Sunday, July 19, 2009

Beyond Lisbon...Denmark!

While I was attending the engineering conference in Lisbon, Portugal, Laura did most of the sightseeing. She'll be writing about that as soon as she gets everything settled in Gainesville.

In the meantime, I'm going to skip ahead another week. After returning from Lisbon, I was back in Delft for a day before heading on Tuesday, June 9th to Denmark Technical University (DTU) in the greater Copenhagen area for a graduate course. The course stretched over the weekend, at which time Laura joined me for some sightseeing in Copenhagen.

But before showing our pictures from the wonderful city of Copenhagen, the topic of the course I took - topology optimization - is sufficiently cool and accessible that I'm going to tell you what it is.

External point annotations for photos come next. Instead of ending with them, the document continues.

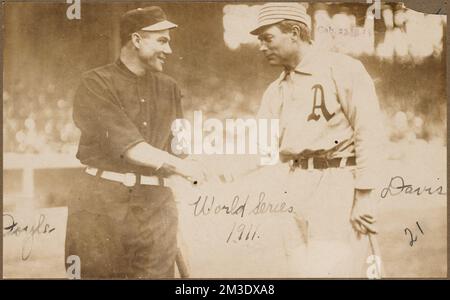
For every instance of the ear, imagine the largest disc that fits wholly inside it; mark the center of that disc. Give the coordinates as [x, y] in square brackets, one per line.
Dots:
[136, 40]
[295, 33]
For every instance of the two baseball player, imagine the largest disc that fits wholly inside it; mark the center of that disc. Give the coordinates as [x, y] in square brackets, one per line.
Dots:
[329, 133]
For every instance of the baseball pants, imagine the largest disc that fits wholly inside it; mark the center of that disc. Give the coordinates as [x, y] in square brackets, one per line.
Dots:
[324, 243]
[122, 232]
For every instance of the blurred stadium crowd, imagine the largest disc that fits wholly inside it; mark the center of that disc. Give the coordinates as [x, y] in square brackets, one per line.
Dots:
[404, 52]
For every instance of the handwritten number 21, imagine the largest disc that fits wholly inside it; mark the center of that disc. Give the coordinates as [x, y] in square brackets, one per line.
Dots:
[413, 238]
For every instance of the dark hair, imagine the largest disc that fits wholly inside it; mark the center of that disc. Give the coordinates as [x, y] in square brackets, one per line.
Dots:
[287, 25]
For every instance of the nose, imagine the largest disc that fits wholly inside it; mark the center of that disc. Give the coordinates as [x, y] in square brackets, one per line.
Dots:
[263, 47]
[167, 49]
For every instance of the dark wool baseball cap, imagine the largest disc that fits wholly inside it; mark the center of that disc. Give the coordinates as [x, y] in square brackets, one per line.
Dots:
[150, 18]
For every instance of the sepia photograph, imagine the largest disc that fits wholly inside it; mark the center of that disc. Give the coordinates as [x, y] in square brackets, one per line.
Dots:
[224, 140]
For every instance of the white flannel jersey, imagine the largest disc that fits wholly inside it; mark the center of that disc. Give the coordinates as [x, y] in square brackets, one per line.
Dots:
[328, 107]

In the design of structures, a common goal is to produce a structure that will carry a given load without material failure or excessive deflection. You might have some kind of design domain (the light blue/purple area below) and know where you want to connect the structure to something else (the green triangles) and where the load will be (the red arrow). A solid block (like the light blue/purple) might suffice, but that's heavy and wasteful. So the question a designer needs to answer is, "Where should the holes go?"



Well, the TopOpt group at DTU, to put it simply, is the world's leading authority on how to use computer algorithms to figure out where the holes should go. In the animation below, you can actually see the algorithm progressively remove material until the final best (or optimal) part is produced! If you missed the animation, click on the image and you can watch it again. (If you're using Firefox, you may then need to hold 'Shift' while clicking the 'Refresh' button.)



The TopOpt Group at DTU offers some very nice web tools (which I used to produce the pictures above), so you can try it for yourself. It was a real pleasure to learn about this topic from all of the very nice people at DTU!